Kedrion was presented with an Industry Innovation Award from the US National Organization for Rare Disorders (NORD).
The award recognizes Kedrion’s therapy, RYPLAZIM®, the first FDA-approved treatment for Plasminogen Deficiency Type 1 (PLGD-1). The product was developed by our recently acquired subsidiary Prometic in Laval, Canada.
The award was presented Sunday at NORD’s Rare Impact Awards at the Rock & Roll Hall of Fame in Cleveland, Ohio. NORD holds these Awards annually to recognize individuals and organizations making extraordinary strides on behalf of the millions of Americans impacted by rare diseases.
Giorgio Masetti, VP, US Regional Commercial Director of Kedrion Biopharma accepted the award. “We thank NORD for this honor and for all the important work they do to support those who suffer from rare diseases and conditions. I’d also like to give special recognition to our colleagues at Prometic in Laval, Canada, whose creativity, hard work, and persistence resulted in this treatment”.
Masetti said “Our mission at Kedrion is to provide patients with rare disease and conditions relief and hope. Those suffering from Congenital Plasminogen Deficiency have suffered for years without either. We are very pleased to provide this treatment to them.”

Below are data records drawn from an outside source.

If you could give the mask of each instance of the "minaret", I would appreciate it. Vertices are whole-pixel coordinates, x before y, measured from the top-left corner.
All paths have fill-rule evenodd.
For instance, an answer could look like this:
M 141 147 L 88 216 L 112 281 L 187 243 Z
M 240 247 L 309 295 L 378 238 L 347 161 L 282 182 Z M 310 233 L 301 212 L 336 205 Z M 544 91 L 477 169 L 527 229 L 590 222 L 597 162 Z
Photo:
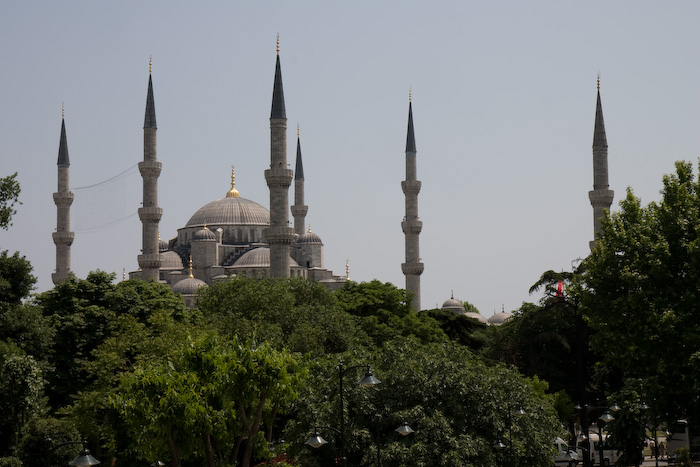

The award was presented by Dr. Rebecca Bialas, the mother of a child with PLGD-1.“I’m so thankful that folks at Kedrion have taken up this cause and are doing all the wonderful things that they’re doing. I can’t put into words how thankful I am that this is happening,” said Rebecca. This treatment has given us hope that we can move forward with a future for our children and other patients with this disorder.” Bialas and her husband Ryan founded the Plasminogen Deficiency Foundation, whose mission is to advance the care and treatment of patients with plasminogen deficiency.
This award is a recognition of just one step in Kedrion Biopharma’s historical journey. Kedrion Executive Chairman Paolo Marcucci notes, “From our inception, we have been dedicated to the mission of providing relief to people suffering from rare and debilitating diseases and conditions. Our generous donors offer us the profound opportunity to develop life-changing therapies. In this way we see ourselves as offering a bridge between donors and patients, despair and hope. We embarked on the specific quest to develop a treatment for Congenital Plasminogen Deficiency some fifteen years ago; today we accept this award with great pride”.